Ball milling mixes the material powder with the material loading powder;

(3) pre-burning

(4) mix

(5) secondary ball milling

The material sphere of powder that step (4) is obtained ground 2～6 hours;

(6) moulding

(7) atmosphere sintering

In atmosphere sintering furnace, in oxygen atmosphere, densification sintering is 2～6 hours under 920～1000 ℃ of temperature with step (6) gained blank;

Said BST is a barium strontium titanate.

5. low-loss LiZn ferrite material for phase shifter preparation method as claimed in claim 4 is characterized in that, the prescription in the said step (1) adopts 68.9mol%Fe ₂O ₃, 18.8mol%ZnO, 11mol%Li ₂CO ₃, 1.3mol%Mn ₃O ₄In the said step (4), the ratio of additive is: 1.0wt%Bi ₂O ₃, 0.2wt%BST, 0.3wt%Nb ₂O ₅The adhesive ratio is 13wt% in the said step (6).

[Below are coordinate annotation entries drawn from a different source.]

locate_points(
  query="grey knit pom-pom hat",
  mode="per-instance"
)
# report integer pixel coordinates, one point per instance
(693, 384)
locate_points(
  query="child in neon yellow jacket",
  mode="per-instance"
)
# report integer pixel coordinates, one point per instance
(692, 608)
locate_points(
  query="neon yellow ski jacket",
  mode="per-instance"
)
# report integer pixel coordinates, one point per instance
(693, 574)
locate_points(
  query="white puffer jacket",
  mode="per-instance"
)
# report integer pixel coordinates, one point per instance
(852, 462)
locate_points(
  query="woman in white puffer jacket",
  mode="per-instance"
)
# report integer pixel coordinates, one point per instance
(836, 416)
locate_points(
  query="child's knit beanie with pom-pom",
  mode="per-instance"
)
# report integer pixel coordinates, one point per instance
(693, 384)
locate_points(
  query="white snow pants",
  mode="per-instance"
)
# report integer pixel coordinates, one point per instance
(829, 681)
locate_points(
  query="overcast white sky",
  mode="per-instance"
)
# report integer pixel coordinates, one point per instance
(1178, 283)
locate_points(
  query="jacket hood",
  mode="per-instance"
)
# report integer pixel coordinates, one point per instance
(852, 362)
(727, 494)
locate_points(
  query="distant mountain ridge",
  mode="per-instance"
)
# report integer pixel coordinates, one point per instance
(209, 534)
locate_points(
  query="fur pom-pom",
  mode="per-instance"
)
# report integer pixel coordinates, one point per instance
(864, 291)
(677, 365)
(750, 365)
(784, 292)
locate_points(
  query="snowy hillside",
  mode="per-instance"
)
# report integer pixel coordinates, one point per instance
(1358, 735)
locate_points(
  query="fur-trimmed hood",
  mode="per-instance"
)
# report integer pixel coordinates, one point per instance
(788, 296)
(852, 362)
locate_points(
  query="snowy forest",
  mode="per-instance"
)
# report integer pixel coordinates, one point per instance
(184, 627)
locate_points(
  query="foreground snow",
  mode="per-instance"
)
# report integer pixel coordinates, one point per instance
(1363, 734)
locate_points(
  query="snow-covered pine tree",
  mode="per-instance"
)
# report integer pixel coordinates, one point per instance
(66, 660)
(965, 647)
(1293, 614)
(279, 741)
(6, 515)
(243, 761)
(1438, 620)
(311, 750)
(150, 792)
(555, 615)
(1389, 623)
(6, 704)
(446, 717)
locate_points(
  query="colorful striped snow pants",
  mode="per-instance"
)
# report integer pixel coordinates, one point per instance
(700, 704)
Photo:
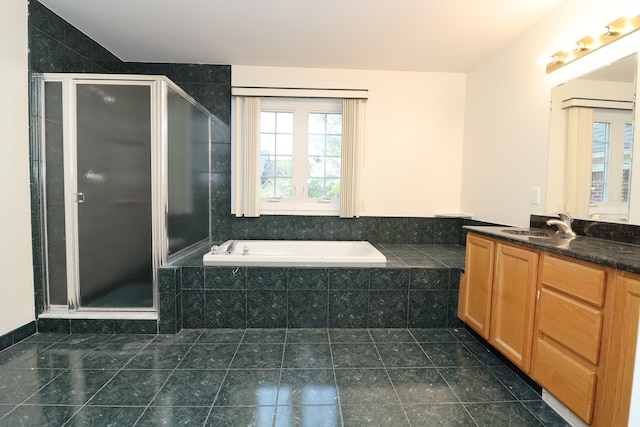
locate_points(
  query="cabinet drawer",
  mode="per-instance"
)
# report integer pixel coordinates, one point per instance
(571, 383)
(571, 323)
(578, 280)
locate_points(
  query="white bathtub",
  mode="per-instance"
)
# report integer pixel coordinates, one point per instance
(283, 253)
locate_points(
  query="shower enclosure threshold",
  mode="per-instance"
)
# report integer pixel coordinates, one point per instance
(111, 314)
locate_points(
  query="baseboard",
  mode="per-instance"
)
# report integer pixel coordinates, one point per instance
(17, 335)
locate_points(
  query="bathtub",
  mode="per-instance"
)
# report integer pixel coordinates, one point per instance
(302, 253)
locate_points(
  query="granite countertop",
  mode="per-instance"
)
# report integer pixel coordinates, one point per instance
(623, 256)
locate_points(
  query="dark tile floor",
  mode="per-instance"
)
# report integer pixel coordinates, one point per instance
(294, 377)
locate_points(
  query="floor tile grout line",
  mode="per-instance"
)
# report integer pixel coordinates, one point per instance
(386, 371)
(110, 379)
(167, 379)
(215, 398)
(62, 371)
(457, 397)
(335, 378)
(275, 406)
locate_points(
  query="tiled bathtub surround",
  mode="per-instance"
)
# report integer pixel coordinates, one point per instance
(265, 378)
(418, 288)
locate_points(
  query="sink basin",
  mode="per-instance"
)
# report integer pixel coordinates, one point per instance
(531, 233)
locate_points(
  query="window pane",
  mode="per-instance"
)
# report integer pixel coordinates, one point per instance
(332, 167)
(283, 187)
(268, 121)
(316, 145)
(268, 144)
(283, 166)
(316, 188)
(626, 165)
(267, 166)
(334, 145)
(284, 144)
(599, 162)
(334, 124)
(317, 123)
(316, 167)
(332, 188)
(284, 123)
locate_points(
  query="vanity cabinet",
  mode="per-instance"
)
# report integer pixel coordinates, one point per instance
(474, 302)
(497, 296)
(573, 321)
(571, 325)
(624, 343)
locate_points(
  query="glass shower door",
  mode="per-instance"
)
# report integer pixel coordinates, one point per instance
(114, 209)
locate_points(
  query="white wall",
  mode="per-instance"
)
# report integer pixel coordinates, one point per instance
(414, 130)
(507, 114)
(16, 278)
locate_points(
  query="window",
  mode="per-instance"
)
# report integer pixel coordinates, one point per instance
(300, 155)
(600, 161)
(611, 162)
(296, 154)
(626, 166)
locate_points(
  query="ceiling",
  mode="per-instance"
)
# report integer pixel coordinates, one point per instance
(403, 35)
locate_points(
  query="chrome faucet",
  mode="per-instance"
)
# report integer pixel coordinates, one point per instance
(231, 246)
(563, 224)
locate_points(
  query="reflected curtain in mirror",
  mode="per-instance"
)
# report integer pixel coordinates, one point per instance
(579, 154)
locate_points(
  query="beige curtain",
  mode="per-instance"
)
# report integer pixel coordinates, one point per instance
(579, 155)
(352, 140)
(247, 156)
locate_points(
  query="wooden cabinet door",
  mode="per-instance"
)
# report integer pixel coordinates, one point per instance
(474, 306)
(513, 303)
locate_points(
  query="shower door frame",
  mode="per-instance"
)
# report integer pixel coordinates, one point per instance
(159, 192)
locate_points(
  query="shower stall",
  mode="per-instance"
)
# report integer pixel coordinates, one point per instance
(124, 172)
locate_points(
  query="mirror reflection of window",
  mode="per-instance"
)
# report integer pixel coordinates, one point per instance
(611, 164)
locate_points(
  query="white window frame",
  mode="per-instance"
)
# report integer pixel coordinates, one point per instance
(613, 207)
(300, 203)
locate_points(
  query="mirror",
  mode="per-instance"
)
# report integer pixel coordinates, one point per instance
(592, 145)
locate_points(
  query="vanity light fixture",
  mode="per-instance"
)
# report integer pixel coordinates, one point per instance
(610, 33)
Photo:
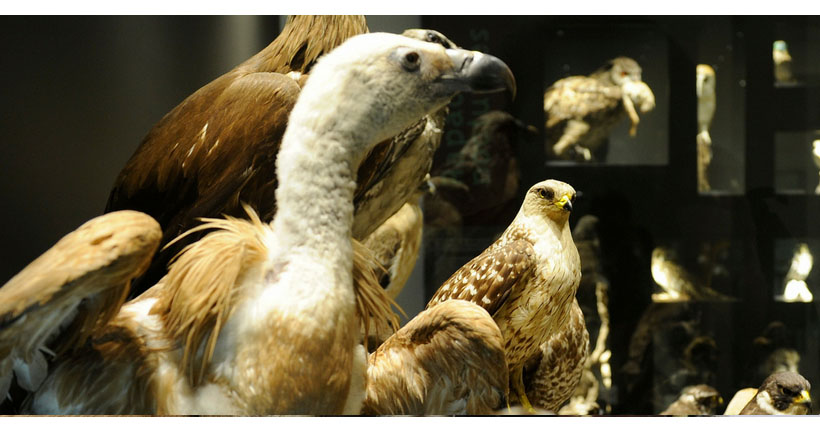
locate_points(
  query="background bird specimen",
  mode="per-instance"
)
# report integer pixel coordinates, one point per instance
(581, 111)
(527, 281)
(782, 393)
(205, 341)
(705, 87)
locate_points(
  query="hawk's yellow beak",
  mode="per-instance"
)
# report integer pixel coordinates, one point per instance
(565, 203)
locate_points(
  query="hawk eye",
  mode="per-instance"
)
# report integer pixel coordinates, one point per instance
(411, 61)
(545, 194)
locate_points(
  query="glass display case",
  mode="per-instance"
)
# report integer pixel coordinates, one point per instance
(705, 207)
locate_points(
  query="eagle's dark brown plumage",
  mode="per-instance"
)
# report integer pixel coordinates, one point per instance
(782, 393)
(218, 147)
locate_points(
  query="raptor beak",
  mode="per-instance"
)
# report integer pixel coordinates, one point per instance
(479, 73)
(565, 203)
(803, 398)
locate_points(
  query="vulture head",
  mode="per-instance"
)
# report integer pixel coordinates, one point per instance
(385, 82)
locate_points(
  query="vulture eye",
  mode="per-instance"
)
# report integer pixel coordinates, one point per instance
(411, 61)
(433, 38)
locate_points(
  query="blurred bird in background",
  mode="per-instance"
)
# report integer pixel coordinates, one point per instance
(782, 63)
(795, 288)
(695, 400)
(705, 87)
(782, 393)
(678, 283)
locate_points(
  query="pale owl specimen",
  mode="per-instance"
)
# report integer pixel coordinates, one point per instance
(581, 111)
(705, 86)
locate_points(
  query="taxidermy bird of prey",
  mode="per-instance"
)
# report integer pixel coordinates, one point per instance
(782, 63)
(77, 286)
(259, 319)
(581, 111)
(483, 176)
(677, 283)
(705, 87)
(448, 360)
(527, 279)
(782, 393)
(217, 149)
(594, 286)
(695, 400)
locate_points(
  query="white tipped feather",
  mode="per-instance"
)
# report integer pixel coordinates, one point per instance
(31, 374)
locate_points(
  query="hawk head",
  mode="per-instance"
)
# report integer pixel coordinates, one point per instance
(550, 198)
(619, 71)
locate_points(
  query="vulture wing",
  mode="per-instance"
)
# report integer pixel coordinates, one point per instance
(75, 287)
(223, 157)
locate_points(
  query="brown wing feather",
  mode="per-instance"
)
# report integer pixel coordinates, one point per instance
(487, 279)
(88, 272)
(447, 360)
(218, 161)
(179, 172)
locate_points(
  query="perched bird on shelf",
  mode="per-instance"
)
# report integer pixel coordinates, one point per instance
(782, 393)
(695, 400)
(448, 360)
(581, 111)
(527, 279)
(76, 287)
(782, 62)
(705, 87)
(483, 177)
(259, 319)
(678, 284)
(217, 149)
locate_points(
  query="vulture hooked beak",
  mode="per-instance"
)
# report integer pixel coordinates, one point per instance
(479, 73)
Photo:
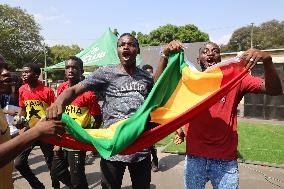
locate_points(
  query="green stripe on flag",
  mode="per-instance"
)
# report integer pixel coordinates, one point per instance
(128, 131)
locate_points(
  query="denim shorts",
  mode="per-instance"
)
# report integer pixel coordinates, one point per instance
(223, 174)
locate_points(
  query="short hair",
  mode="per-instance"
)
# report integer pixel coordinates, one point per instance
(209, 42)
(4, 63)
(34, 67)
(147, 66)
(132, 36)
(76, 59)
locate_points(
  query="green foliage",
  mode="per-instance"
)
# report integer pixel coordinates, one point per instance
(115, 32)
(268, 35)
(20, 39)
(59, 53)
(165, 34)
(257, 142)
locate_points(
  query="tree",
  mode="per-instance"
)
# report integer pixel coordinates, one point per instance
(115, 32)
(268, 35)
(165, 34)
(20, 39)
(59, 53)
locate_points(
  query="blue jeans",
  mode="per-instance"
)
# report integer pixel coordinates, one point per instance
(223, 174)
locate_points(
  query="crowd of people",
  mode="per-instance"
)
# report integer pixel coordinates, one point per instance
(211, 137)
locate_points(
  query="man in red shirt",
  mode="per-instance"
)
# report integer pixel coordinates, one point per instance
(212, 137)
(34, 98)
(81, 110)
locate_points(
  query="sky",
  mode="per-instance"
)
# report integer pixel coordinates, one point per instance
(81, 22)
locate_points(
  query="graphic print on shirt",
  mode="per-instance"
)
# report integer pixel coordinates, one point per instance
(80, 114)
(35, 109)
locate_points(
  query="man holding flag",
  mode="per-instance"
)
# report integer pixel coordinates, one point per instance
(34, 98)
(81, 110)
(212, 135)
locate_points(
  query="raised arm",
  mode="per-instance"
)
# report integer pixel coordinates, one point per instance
(44, 129)
(173, 46)
(272, 85)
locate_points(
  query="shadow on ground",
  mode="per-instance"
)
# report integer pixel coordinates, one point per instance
(168, 162)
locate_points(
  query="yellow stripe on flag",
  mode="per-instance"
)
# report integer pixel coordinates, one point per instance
(191, 89)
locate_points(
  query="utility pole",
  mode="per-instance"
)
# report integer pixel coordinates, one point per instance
(251, 36)
(45, 72)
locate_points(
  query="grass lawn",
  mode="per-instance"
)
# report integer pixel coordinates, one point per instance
(257, 142)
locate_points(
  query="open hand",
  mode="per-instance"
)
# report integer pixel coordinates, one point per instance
(252, 56)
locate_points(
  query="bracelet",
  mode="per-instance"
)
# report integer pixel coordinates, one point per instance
(164, 56)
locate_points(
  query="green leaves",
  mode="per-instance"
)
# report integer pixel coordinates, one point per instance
(20, 39)
(165, 34)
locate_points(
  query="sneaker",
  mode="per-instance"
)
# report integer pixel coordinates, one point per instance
(155, 165)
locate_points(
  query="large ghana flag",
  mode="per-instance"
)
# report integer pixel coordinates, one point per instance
(179, 95)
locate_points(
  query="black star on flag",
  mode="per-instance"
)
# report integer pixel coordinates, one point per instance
(34, 112)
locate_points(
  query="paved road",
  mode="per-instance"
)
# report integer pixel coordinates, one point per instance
(170, 174)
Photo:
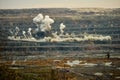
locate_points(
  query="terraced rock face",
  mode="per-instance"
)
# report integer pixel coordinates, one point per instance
(77, 21)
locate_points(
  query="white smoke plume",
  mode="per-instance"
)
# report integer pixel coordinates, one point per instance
(38, 19)
(47, 21)
(44, 24)
(24, 34)
(16, 30)
(62, 26)
(29, 32)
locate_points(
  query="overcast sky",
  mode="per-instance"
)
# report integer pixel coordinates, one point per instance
(13, 4)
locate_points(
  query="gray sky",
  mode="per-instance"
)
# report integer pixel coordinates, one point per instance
(13, 4)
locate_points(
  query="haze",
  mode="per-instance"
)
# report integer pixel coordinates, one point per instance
(18, 4)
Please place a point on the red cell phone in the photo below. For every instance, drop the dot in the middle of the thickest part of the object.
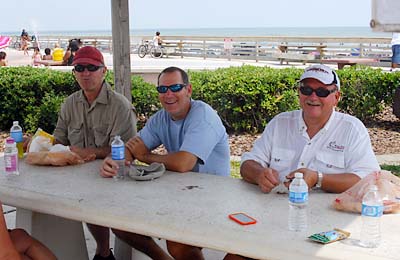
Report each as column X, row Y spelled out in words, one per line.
column 242, row 218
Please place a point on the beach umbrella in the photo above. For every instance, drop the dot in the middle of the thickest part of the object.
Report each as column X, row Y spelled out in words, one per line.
column 4, row 41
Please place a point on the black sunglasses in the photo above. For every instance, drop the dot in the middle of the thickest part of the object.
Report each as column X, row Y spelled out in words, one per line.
column 174, row 88
column 320, row 92
column 90, row 67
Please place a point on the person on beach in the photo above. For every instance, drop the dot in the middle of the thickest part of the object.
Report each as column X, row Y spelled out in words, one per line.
column 58, row 53
column 36, row 57
column 89, row 120
column 18, row 244
column 73, row 47
column 196, row 140
column 47, row 54
column 25, row 44
column 3, row 59
column 157, row 40
column 332, row 150
column 395, row 50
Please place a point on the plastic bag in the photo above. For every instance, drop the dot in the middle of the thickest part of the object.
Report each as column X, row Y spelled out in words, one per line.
column 53, row 158
column 388, row 187
column 41, row 141
column 43, row 152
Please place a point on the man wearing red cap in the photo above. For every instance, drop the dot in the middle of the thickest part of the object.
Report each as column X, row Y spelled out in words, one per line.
column 89, row 120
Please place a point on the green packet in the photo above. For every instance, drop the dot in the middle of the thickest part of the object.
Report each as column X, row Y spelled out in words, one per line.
column 330, row 236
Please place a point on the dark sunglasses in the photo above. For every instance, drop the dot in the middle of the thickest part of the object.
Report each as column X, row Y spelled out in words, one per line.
column 90, row 67
column 320, row 92
column 174, row 88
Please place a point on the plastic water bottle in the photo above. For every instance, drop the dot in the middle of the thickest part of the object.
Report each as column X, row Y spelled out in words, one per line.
column 371, row 212
column 298, row 200
column 16, row 134
column 11, row 157
column 118, row 155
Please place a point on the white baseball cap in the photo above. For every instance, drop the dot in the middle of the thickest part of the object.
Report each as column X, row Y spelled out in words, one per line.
column 322, row 73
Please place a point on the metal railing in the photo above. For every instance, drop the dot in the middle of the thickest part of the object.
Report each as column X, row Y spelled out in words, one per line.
column 249, row 48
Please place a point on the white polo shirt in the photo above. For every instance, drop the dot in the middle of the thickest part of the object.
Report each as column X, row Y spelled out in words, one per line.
column 341, row 146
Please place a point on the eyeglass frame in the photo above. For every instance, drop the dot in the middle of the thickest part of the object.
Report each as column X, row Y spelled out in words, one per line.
column 317, row 91
column 86, row 67
column 170, row 87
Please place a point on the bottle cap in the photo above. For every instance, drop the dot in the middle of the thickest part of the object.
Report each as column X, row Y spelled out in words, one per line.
column 10, row 140
column 373, row 188
column 298, row 175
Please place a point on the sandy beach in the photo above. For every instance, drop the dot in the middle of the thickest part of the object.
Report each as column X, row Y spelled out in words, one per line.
column 17, row 58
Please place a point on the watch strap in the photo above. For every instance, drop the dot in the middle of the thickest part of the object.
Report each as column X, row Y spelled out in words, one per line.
column 319, row 181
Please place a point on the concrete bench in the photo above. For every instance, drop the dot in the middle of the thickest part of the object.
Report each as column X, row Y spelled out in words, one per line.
column 285, row 56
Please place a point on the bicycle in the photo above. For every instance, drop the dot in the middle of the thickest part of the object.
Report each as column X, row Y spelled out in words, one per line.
column 149, row 48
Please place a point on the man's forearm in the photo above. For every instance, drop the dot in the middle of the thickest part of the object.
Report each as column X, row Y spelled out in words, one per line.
column 250, row 170
column 178, row 161
column 337, row 183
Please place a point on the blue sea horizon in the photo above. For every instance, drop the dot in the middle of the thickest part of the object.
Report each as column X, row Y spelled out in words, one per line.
column 255, row 31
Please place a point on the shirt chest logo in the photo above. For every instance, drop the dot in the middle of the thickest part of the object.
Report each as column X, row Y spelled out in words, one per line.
column 335, row 147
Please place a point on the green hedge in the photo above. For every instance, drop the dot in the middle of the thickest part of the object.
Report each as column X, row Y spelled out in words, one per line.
column 246, row 97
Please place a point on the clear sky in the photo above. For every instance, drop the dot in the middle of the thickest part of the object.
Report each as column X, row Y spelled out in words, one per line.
column 55, row 15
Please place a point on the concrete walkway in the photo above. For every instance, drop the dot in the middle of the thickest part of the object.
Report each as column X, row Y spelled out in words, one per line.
column 148, row 64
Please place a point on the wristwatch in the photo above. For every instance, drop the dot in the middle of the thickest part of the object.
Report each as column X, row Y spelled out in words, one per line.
column 319, row 181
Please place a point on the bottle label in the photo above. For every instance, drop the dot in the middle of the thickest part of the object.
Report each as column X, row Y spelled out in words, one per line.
column 10, row 161
column 17, row 136
column 371, row 211
column 118, row 152
column 298, row 197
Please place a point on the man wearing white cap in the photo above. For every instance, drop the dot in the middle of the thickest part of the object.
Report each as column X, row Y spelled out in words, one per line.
column 332, row 150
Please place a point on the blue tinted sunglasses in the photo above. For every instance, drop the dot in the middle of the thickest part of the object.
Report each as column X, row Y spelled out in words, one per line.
column 174, row 88
column 320, row 92
column 90, row 67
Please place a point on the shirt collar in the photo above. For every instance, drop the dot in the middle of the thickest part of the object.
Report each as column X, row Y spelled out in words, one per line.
column 101, row 98
column 303, row 126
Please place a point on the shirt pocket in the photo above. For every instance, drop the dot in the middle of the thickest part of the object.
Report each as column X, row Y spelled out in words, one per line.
column 281, row 160
column 101, row 136
column 75, row 134
column 330, row 162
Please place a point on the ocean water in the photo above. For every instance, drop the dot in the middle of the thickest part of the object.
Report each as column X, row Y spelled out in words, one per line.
column 256, row 31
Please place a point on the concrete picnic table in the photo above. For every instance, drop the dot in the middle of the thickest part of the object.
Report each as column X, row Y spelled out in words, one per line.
column 191, row 208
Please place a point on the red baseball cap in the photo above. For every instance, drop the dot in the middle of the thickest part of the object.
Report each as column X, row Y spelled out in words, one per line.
column 88, row 55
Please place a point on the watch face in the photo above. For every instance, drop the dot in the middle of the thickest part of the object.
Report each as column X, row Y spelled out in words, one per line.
column 319, row 182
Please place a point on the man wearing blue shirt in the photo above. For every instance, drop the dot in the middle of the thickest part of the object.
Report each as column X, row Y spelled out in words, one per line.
column 195, row 139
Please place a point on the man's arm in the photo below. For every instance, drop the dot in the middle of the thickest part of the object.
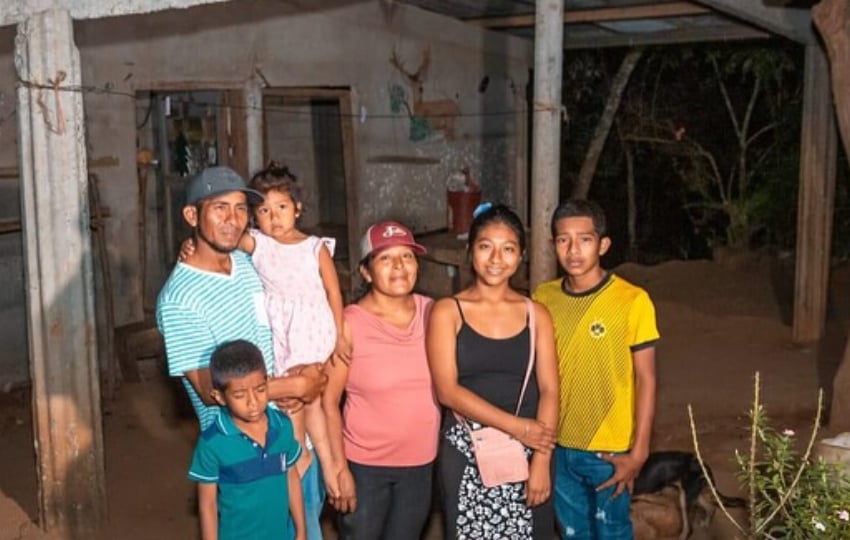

6. low-loss LiZn ferrite material for phase shifter preparation method as claimed in claim 4 is characterized in that, the prescription in the said step (1) adopts 67mol%Fe ₂O ₃, 21.8mol%ZnO, 10.1mol%Li ₂CO ₃, 1.1mol%Mn ₃O ₄In the said step (4), the ratio of additive is: 1.5wt%Bi ₂O ₃, 0.1wt%BST, 0.2wt%Nb ₂O ₅The adhesive ratio is 15wt% in the said step (6).